官庁がフィッシング対策として「DMARC」対応を要請
経産省・警察庁・総務省からのDMARC導入要請
これまでも迷惑メール対策協議会などの機関から各メール送信事業者・メール受信側となるプロバイダに対し、迷惑メール対策強化についての啓蒙活動は行われてきましたが、この様なフィッシングにはメール送信元の偽装が多く利用されることから、2023年2月1日、経産省・警察庁・総務省は、クレジットカード会社などの事業者に対し、送信ドメイン認証技術「DMARC」による送信元認証の導入によるフィッシング対策の強化を要請し、具体的には不正な送信元詐称メールは破棄する事が求められています。
DMARC対応の重要性と全業種への適用
官庁からの要請は、クレジットカード会社など一部業種に限られていますが、DMARC対応による、なりすまし・フィッシングメールへの対策は企業の信頼にもかかわる重要且つ有効な手段となりますので、ユーザとメールによるコミュニケーションを取るすべての業種に必要な対応と言えます。
DMARCとは?
DMARC(Domain-based Message Authentication, Reporting and Conformance)は、電子メールの認証技術の1つです。具体的には、SPF(Sender Policy Framework)、およびDKIM(Domain Keys Identified Mail)と組み合わせて使用され、メール受信サーバーが送信元ドメインを認証し、受信者に送信される前に詐称された不正なメールを把握し隔離・拒否を選択することができますので、フィッシングメールを防ぐため非常に有効な手段となります。
DMARCによるメール認証・レポート送信のイメージ
また、DMARCは正しい送信元(ドメイン保有者)に対してレポート送信することもできるため、SPFやDKIMでは把握できなかった詐称メールまで検知する事ができる点も、これまでの迷惑メール対策の技術より優れています。
DMARC設定までの流れ、確認ポイントや注意点など

次に、DMARC対応時の流れや設定方法、設定前に気を付けておくべき点について解説します。
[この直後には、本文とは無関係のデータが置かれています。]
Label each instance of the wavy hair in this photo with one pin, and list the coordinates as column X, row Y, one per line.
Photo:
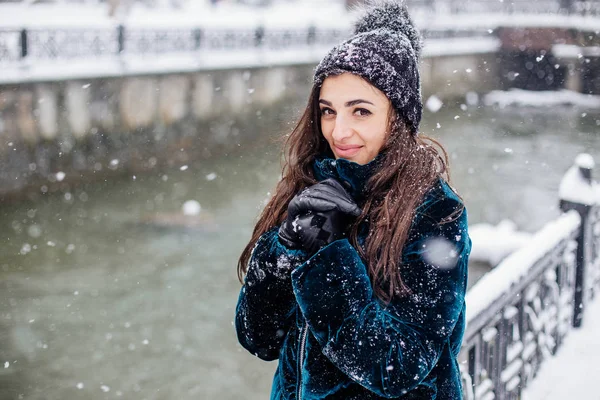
column 409, row 166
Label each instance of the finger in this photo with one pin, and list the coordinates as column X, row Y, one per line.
column 343, row 204
column 307, row 203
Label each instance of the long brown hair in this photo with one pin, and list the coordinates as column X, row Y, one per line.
column 409, row 166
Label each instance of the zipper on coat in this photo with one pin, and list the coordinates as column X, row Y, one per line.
column 301, row 359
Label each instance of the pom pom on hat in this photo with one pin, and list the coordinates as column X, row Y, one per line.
column 385, row 51
column 391, row 15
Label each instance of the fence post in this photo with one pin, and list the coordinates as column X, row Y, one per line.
column 197, row 38
column 121, row 38
column 259, row 36
column 24, row 50
column 576, row 193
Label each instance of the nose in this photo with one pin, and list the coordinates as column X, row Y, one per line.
column 342, row 129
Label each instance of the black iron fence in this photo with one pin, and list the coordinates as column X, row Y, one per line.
column 568, row 7
column 70, row 43
column 17, row 45
column 545, row 289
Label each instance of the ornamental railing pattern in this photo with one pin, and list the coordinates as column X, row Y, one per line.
column 568, row 7
column 546, row 286
column 18, row 45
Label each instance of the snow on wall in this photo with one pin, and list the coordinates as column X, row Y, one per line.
column 574, row 186
column 510, row 271
column 540, row 98
column 491, row 244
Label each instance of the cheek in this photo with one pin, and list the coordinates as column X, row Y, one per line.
column 377, row 137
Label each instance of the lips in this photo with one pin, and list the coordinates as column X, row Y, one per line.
column 347, row 150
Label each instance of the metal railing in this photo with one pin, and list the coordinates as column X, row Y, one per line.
column 36, row 44
column 525, row 324
column 568, row 7
column 70, row 43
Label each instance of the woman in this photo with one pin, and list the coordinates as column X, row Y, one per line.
column 357, row 268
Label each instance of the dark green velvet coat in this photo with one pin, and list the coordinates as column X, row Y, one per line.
column 334, row 339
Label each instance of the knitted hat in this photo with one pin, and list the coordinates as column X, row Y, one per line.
column 384, row 50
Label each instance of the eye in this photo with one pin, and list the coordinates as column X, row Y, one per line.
column 362, row 112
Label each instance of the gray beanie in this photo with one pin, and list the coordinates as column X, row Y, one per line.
column 384, row 50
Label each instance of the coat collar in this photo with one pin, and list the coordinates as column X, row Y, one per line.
column 353, row 176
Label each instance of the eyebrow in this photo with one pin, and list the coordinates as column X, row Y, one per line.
column 348, row 103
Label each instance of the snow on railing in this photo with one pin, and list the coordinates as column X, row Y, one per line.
column 519, row 313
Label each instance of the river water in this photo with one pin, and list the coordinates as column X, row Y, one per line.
column 102, row 297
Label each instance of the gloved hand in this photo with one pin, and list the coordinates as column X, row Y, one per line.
column 317, row 216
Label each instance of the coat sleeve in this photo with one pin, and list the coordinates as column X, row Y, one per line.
column 266, row 303
column 388, row 349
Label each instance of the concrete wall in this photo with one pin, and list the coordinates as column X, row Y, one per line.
column 91, row 128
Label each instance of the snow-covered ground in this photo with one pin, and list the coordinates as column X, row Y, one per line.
column 496, row 283
column 574, row 371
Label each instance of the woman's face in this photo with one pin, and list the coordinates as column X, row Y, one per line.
column 354, row 117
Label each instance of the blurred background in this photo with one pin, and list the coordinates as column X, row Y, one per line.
column 140, row 139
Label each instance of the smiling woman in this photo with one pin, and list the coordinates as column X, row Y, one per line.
column 354, row 117
column 356, row 272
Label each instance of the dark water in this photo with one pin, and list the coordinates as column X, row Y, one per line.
column 97, row 304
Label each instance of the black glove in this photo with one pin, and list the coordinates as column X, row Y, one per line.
column 317, row 216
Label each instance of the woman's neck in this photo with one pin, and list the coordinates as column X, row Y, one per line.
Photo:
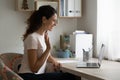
column 41, row 31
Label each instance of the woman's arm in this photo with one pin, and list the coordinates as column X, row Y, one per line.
column 35, row 62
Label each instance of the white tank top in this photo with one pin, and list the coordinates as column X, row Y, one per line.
column 33, row 41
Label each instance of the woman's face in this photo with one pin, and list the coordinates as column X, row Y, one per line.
column 51, row 22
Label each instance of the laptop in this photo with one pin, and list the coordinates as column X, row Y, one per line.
column 93, row 64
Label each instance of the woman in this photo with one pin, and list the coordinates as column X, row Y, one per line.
column 37, row 47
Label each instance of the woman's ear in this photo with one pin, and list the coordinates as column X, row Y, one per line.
column 44, row 19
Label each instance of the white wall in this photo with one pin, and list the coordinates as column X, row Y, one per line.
column 88, row 21
column 12, row 27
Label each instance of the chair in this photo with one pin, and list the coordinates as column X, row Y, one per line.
column 9, row 66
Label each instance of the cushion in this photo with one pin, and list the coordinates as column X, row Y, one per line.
column 12, row 60
column 7, row 74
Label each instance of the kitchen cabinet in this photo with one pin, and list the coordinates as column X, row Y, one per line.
column 25, row 5
column 70, row 8
column 78, row 42
column 54, row 4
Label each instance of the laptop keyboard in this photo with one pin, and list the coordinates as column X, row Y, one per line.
column 92, row 64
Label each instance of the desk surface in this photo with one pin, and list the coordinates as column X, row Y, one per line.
column 109, row 70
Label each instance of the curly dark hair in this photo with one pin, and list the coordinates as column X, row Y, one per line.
column 35, row 20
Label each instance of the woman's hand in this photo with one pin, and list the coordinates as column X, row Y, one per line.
column 47, row 41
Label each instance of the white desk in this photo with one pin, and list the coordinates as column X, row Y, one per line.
column 109, row 70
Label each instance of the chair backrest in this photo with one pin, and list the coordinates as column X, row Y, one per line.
column 12, row 60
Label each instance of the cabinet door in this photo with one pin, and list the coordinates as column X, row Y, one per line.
column 25, row 5
column 69, row 8
column 77, row 8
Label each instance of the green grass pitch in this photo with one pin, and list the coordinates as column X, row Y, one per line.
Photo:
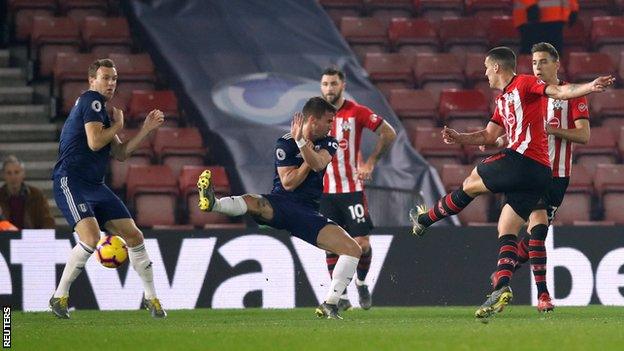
column 406, row 328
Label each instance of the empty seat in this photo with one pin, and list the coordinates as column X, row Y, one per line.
column 106, row 31
column 136, row 68
column 463, row 105
column 413, row 34
column 414, row 107
column 153, row 191
column 587, row 66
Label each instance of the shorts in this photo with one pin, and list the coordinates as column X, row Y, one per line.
column 78, row 199
column 349, row 210
column 553, row 197
column 299, row 219
column 522, row 180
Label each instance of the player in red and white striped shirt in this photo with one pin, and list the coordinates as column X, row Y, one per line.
column 567, row 123
column 343, row 200
column 521, row 171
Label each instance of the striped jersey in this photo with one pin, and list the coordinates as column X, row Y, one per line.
column 562, row 114
column 519, row 109
column 350, row 119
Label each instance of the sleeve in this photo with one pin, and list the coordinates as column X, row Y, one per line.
column 331, row 145
column 91, row 109
column 579, row 108
column 286, row 153
column 533, row 85
column 368, row 119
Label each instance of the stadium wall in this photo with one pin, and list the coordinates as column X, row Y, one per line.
column 269, row 269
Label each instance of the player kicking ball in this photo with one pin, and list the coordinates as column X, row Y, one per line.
column 301, row 157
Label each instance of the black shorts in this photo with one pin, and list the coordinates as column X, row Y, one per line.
column 553, row 197
column 522, row 180
column 349, row 210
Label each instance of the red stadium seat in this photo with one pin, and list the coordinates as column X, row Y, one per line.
column 106, row 31
column 134, row 68
column 153, row 191
column 417, row 106
column 413, row 34
column 142, row 102
column 436, row 72
column 587, row 66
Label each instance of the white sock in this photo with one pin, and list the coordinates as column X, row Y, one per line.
column 75, row 265
column 143, row 266
column 342, row 275
column 231, row 206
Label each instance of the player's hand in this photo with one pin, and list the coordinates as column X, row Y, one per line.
column 449, row 136
column 296, row 126
column 365, row 171
column 600, row 84
column 118, row 119
column 154, row 120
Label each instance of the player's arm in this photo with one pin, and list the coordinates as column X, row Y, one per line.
column 578, row 135
column 487, row 136
column 569, row 91
column 122, row 150
column 292, row 176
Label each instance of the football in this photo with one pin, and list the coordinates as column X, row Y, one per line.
column 111, row 251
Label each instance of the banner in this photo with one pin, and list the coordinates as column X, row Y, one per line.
column 270, row 269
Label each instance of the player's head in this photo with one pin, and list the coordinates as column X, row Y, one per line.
column 319, row 113
column 332, row 85
column 103, row 77
column 545, row 62
column 499, row 62
column 13, row 172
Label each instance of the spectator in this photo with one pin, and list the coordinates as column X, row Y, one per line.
column 543, row 21
column 23, row 205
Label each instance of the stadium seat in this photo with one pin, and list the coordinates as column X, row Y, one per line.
column 436, row 72
column 501, row 32
column 143, row 101
column 152, row 190
column 103, row 32
column 188, row 190
column 51, row 35
column 413, row 35
column 461, row 109
column 460, row 35
column 414, row 107
column 134, row 68
column 585, row 66
column 176, row 147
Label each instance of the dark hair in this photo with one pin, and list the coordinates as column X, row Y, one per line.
column 332, row 71
column 546, row 47
column 504, row 56
column 99, row 63
column 317, row 106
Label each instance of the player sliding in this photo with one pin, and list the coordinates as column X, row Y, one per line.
column 521, row 171
column 300, row 160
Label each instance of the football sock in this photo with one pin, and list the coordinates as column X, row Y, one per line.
column 231, row 206
column 343, row 273
column 364, row 265
column 331, row 259
column 507, row 257
column 537, row 254
column 143, row 266
column 448, row 205
column 75, row 265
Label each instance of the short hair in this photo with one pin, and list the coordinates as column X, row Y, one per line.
column 317, row 106
column 546, row 47
column 93, row 67
column 332, row 71
column 504, row 56
column 11, row 159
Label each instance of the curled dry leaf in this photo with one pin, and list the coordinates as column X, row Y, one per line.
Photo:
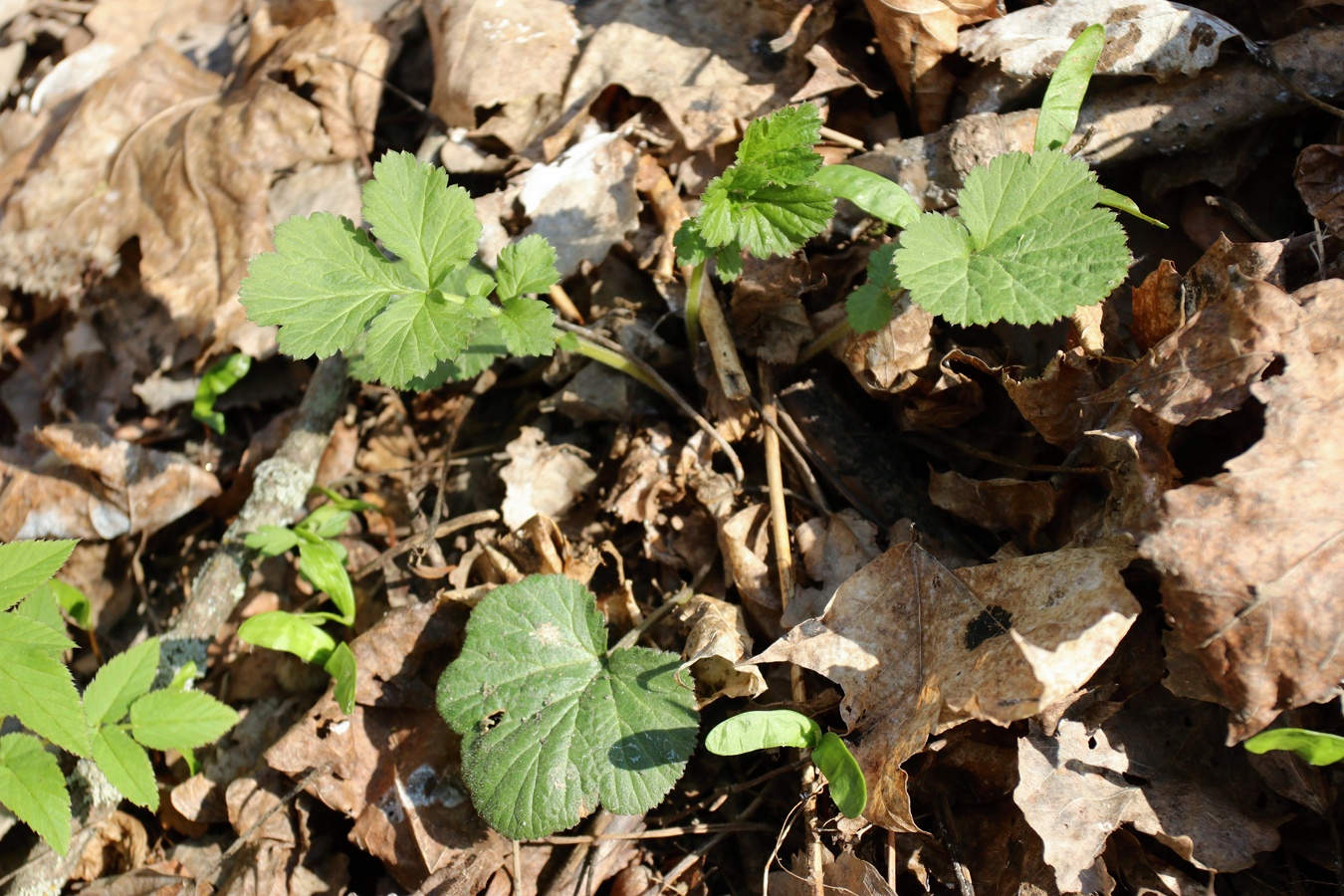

流れとしては、DMARC対応に必要なSPF及びDKIMの設定を正しく行った後、DMARCレポート受信用のメールボックスを作成します。次に設定対象の送信元ドメインが利用される範囲を確認して設定時の影響を把握し、DMARC設定をテスト運用した後に、本番の設定に変更する流れとすると安全に設定を進める事ができます。
【DMARC対応の流れ】
①対象ドメインの利用範囲を確認
②送信元ドメインに対し、SPFとDKIMを設定
③DMARCレポート受信用のグループ又はメールボックスを作成
④DMARCポリシーの調整・決定
⑤DMARC本番ポリシー設定前のテスト運用
⑥DNSへ、DMARCレコードを本番用に調整・設定
DMARCの具体的な設定・確認方法
初期準備からテストまで
①対象ドメインの利用範囲を確認
DMARCはドメインに対して設定されるものとなり、官庁の要請では不正なメールアドレスは破棄する事が求められていますので、十分に利用範囲を確認しておく必要があります。対象ドメインを送信元としてメール配信されている業務やシステムなどの洗い出しを行い影響範囲を把握します。
②送信元ドメインに対し、SPFとDKIMを設定
DMARCはメール認証技術のSPFとDKIMを利用して送信元を判定しますので、これらを正しく設定します。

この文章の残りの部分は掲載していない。